(1.) THE following common question of law has been referred to this Court for opinion at the instance of the Revenue under S. 64(1) of the E. D. Act:
(2.) ON appeal before the Appellate CED it was contended by the accountable person that Abdul Sattar Sait had 50per cent interest in the joint family estate as soon as he was born and that, therefore, only the value of the remaining half of the properties should have been subjected to estate duty.

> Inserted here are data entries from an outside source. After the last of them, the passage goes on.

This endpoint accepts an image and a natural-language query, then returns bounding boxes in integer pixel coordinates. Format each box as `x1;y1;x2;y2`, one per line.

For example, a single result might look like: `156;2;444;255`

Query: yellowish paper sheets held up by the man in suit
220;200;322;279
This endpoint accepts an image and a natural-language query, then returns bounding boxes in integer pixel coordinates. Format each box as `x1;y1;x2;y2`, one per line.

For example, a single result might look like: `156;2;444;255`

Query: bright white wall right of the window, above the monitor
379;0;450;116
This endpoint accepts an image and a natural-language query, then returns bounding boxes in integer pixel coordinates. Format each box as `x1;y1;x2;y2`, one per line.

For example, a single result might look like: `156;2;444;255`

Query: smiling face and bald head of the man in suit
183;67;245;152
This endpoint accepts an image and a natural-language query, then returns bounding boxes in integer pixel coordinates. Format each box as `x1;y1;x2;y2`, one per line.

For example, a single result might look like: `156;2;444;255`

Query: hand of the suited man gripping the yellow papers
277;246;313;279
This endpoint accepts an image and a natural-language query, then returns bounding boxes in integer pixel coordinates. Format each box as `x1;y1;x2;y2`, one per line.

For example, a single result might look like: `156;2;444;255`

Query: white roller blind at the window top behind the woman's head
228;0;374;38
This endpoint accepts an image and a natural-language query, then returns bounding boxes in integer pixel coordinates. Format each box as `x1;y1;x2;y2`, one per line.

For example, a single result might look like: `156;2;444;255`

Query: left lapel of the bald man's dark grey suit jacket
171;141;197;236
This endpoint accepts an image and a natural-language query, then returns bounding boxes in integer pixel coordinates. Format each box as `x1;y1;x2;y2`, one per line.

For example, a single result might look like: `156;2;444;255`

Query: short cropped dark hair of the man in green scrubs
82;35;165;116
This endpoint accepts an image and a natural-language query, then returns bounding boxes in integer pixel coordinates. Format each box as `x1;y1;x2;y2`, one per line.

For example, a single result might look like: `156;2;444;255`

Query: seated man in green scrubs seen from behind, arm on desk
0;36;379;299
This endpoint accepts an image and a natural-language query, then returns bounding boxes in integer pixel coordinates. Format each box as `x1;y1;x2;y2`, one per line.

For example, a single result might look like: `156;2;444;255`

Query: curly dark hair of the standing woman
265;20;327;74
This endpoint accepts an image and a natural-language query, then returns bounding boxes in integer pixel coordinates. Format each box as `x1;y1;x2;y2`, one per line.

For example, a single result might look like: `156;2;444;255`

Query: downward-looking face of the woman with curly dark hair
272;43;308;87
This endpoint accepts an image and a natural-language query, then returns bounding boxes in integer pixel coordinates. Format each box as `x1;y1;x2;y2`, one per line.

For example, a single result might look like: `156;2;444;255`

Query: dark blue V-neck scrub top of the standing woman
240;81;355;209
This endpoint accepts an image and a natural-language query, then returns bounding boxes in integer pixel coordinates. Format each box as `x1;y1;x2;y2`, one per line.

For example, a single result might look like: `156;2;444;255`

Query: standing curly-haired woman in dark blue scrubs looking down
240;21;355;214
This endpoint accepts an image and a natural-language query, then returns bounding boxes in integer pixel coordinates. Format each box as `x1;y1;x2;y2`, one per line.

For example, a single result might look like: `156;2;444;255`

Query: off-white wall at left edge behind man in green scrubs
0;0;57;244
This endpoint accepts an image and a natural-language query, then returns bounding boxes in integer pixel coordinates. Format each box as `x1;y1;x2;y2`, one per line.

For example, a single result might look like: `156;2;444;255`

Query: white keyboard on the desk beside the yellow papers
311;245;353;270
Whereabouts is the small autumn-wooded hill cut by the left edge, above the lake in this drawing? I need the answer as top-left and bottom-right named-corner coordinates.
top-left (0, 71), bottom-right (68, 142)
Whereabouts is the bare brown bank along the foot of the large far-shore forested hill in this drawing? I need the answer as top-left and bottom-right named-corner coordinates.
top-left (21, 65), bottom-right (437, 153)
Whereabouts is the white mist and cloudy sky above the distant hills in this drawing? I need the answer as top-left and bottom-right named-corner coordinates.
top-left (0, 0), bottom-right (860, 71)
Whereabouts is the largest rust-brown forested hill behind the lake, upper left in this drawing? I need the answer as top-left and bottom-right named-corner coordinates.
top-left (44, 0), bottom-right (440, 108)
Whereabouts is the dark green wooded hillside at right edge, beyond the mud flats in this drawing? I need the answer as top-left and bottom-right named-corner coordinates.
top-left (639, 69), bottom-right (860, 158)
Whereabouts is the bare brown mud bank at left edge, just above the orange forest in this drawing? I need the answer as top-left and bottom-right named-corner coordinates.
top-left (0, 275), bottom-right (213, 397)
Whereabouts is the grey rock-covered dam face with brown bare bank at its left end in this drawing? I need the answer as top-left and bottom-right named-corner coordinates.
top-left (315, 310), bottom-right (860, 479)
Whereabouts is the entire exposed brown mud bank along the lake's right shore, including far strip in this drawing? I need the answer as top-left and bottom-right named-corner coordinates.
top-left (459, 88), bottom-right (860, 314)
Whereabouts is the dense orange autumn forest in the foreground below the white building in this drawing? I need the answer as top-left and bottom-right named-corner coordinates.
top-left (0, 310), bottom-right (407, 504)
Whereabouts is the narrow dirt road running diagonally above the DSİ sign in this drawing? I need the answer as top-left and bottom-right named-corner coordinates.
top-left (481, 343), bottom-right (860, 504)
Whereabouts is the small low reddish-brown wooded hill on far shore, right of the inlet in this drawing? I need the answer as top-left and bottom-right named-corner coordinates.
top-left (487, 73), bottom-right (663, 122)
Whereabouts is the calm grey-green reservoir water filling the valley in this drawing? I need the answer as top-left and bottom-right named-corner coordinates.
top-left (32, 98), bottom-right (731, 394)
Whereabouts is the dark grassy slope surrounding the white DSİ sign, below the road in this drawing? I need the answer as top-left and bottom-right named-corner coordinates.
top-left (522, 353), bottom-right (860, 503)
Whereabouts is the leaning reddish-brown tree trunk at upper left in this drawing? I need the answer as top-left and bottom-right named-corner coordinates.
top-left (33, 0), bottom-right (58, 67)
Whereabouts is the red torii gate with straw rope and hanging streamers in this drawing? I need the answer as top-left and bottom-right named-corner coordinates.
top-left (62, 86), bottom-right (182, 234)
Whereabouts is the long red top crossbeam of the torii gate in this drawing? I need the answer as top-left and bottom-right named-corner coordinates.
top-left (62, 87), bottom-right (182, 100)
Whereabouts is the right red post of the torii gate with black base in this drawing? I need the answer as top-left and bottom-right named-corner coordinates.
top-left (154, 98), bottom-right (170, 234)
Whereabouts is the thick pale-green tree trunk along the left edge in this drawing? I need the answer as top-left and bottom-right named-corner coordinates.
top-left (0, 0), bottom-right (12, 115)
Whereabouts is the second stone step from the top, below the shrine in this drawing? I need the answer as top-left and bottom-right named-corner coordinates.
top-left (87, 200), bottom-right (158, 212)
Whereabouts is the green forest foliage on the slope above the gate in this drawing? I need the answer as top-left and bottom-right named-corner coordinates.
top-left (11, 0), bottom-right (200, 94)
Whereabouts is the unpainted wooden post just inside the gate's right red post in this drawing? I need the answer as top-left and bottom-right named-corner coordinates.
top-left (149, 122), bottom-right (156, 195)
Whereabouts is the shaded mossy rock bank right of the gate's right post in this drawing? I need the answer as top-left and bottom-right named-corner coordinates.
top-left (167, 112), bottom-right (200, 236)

(3.) AGAINST the order of the Appellate CED, both the Revenue and the accountable person filed appeals before the Tribunal. On behalf of the Revenue it was contended that the accountable person was governed by the Mahomedan law under the provisions of the Cutchi Memons Act, 1938, that though the first son, Adbul Sattar Sait, had a right by birth in respect of half share of the estate, yet so long as a partition had not taken place before the commencement of the Act, his right by birth vanished after the introduction of the Shariat Act of 1937, that thereafter the accountable persons were governed only by the Mahomedan law and not by the Hindu law of succession and inheritance, that Abdul Sattar Sait could not have claimed even 1/6th share in the deceased's property at the time of the latter's death, that there could not be a notional partition when four of the sons of the deceased were born after the introduction of the Cutchi Memons Act as they had no right by birth and that the deceased could not have willed away his properties to the exclusion of his four sons as it was opposed to the Mahomedan law, that the right by birth of Abdul Sattar Sait became useless consequent upon the absence of partition before the Act came into force and by reason of the subsequent birth of male issues in the family, that though Abdul Sattar Sait was governed by the Hindu law at the time of his birth, the Muslim personal law became applicable to him after the coming into force of the Cutchi Memons Act, 1938, that under the provisions of the Act the Muslim personal law was applicable at the time when the deceased died and that, therefore, the entire estate passed on the death of the deceased in this case. It was further contended by the Revenue that under the Shariat Act of 1937, Abdul Sattar Sait succeeded to the property of the deceased only in accordance with the Mahomedan law and that the right that was preserved under S. 3 of the Cutchi Memons Act, 1938, was only the right to partition.